There is an interesting disparity between fracture incidence and fracture probability in Botswana and Tunisia. Hip fracture rates were lower in Botswana than in Tunisia, but fracture probabilities were higher in Botswana than in Tunisia. The contrast is due to the lower mortality in Tunisia than Botswana. These observations emphasise the importance of the death hazard as well as the fracture hazard in the determination of fracture probability.

A minority of countries that have a FRAX model also have robust information on the risk of other major osteoporotic fractures. In the absence of such information, FRAX models are based on the assumption that the age-specific and sex-specific pattern of these fractures is similar to that observed in Malmo, Sweden [24]. The assumption has been validated in studies from Canada [25], Iceland [26], the USA [27], the UK [28], Australia [29] and Eurasia [30] despite differences in incidence [3, 18]. This commonality of pattern is supported by register studies, which indicate that in those regions where hip fracture rates are high, so too is the risk of forearm fracture and spine fractures (requiring hospital admission) [31, 32]. Studies of incidence rather than prevalence of vertebral fracture confirm a much higher incidence of vertebral fracture in US Blacks than Whites [33].

A notable gap in the availability of FRAX models is evident in Africa. FRAX models are available for South Africa, Morocco and Tunisia and now for Botswana but none for the other 50 African Nations. A surrogate model has recently been released for Zimbabwe. However, only 9.3% of the population in Africa have a country-specific FRAX model. This compares with a high coverage in Europe (98%), Northern America (100%), Latin America (77%) and Oceania (71%) (Fig. 3).

Fig. 3
figure 3

The proportion of the total population served by FRAX in each WHO region of the world

In most countries, a case finding approach is used for the management of osteoporosis, where certain clinical risk factors (CRFs) for fracture suggest the possible diagnosis of osteoporosis and trigger a more detailed assessment of the need for intervention. Many assessment guidelines recommend that women with a prior fracture are eligible for treatment.
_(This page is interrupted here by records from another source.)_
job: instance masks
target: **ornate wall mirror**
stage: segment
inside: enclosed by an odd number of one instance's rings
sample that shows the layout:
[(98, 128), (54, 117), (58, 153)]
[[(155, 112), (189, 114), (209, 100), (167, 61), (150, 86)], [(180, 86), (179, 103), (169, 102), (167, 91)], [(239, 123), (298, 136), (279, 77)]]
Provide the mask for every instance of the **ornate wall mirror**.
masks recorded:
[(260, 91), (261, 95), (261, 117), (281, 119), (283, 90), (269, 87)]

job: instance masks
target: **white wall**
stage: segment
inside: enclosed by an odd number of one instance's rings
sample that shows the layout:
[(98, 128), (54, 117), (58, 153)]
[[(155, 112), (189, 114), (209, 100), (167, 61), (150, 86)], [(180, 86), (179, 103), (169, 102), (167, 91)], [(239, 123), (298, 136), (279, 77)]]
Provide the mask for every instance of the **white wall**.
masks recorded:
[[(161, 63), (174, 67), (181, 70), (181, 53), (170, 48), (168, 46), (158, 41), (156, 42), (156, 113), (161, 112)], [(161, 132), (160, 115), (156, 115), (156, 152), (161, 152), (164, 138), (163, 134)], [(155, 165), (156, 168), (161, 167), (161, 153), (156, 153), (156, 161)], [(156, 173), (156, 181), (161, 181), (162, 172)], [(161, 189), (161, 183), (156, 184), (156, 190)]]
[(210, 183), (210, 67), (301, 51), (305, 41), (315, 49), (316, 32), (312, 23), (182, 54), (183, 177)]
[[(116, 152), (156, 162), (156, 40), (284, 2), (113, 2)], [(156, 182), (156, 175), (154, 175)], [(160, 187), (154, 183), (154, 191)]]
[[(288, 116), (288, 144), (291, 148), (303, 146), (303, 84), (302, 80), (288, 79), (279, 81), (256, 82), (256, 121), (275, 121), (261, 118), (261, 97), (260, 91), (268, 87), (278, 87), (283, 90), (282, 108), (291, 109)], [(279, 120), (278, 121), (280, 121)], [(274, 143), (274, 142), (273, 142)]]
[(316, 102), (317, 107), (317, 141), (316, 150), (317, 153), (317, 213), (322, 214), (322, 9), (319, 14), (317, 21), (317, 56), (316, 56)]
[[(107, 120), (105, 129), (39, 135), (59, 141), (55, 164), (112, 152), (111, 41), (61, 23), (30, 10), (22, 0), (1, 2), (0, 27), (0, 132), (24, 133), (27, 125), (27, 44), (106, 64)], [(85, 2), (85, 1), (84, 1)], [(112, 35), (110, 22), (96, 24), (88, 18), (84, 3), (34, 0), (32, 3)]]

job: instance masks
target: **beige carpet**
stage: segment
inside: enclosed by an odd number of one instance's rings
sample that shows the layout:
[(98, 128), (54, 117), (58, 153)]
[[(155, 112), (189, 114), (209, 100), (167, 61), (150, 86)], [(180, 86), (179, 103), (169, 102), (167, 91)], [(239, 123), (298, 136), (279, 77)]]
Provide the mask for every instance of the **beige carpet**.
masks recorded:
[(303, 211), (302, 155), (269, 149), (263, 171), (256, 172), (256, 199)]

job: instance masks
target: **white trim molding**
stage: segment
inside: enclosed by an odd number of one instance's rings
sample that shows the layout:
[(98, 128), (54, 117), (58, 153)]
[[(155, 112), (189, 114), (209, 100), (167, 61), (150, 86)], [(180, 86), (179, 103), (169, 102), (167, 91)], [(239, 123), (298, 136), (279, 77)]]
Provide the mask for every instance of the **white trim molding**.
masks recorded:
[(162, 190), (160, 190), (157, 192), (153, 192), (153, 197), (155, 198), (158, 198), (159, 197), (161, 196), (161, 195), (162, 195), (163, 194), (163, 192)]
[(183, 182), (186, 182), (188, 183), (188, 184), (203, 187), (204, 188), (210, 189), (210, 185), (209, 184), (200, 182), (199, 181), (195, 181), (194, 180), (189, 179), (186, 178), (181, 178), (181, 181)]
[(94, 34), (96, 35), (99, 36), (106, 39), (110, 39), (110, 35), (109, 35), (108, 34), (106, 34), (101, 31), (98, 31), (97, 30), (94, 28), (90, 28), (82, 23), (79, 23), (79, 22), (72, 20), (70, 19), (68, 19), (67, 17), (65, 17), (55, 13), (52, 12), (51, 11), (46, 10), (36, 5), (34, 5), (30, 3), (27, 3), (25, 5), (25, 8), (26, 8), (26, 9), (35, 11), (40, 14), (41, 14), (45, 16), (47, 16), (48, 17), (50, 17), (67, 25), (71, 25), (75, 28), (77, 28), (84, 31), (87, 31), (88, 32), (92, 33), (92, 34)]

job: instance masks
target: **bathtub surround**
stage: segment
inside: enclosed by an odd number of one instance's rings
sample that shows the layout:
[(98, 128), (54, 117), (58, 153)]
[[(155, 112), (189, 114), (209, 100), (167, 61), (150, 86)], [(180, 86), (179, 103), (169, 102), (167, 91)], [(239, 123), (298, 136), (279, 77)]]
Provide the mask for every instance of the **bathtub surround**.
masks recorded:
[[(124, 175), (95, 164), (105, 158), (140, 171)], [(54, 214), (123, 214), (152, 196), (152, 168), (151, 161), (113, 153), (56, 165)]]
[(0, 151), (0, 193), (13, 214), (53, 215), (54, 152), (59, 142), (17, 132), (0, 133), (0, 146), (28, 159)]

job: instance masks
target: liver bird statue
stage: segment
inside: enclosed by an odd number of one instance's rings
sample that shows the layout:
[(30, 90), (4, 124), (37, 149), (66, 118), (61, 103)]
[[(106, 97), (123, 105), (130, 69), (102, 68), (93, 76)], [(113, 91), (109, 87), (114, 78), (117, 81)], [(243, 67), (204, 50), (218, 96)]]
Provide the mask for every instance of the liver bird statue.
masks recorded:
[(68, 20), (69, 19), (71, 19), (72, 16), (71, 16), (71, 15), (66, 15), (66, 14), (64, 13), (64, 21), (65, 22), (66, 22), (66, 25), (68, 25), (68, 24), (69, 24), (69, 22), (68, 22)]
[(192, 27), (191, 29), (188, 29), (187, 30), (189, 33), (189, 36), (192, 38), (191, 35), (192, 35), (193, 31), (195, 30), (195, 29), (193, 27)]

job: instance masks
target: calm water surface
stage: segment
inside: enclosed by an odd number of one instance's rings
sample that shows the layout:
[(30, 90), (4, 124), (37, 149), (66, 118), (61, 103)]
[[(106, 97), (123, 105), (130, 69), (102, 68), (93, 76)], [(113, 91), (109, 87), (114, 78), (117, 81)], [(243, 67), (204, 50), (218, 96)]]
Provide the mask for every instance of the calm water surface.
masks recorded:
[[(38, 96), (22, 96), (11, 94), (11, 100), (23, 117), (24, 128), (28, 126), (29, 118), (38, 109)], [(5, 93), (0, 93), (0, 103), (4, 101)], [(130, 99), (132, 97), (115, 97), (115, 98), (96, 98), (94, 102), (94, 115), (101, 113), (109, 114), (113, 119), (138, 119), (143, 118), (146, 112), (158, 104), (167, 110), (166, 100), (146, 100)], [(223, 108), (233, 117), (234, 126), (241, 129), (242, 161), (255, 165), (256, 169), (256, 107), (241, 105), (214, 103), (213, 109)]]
By the same token, individuals with a fracture probability that is equivalent to or greater than that of women of the same age with a prior fracture should also be eligible. Age-specific intervention thresholds have been widely used in Europe and South America [34]. If the same strategy were used in Botswana, intervention would be recommended in individuals with a 10-year probability of a major osteoporotic fracture that ranged from 1.6 to 3.8%, depending on age (see Table 1).

The limitations of the present study relate predominately to the accuracy of each FRAX model studied. This in turn is dependent on the accuracy of the fracture and death hazards used in the construction of the various FRAX models. Whereas death rates (with the exception of South Africa) are from the same source (WHO), fracture rates are variously determined with uncertain precision errors. Notwithstanding, the probability estimates are consistently low in all the populations studied. Age-standardised FRAX probabilities for a major osteoporotic fracture varied approximately fourfold between the populations studied. Much greater heterogeneity in fracture risk is observed worldwide [3].

In conclusion, this paper describes the development of the FRAX model for Botswana which allows the estimation of 10-year probability of hip and major osteoporotic fracture in residents of Botswana. The calibrated model is based on the original FRAX methodology, which has been externally validated in several independent cohorts.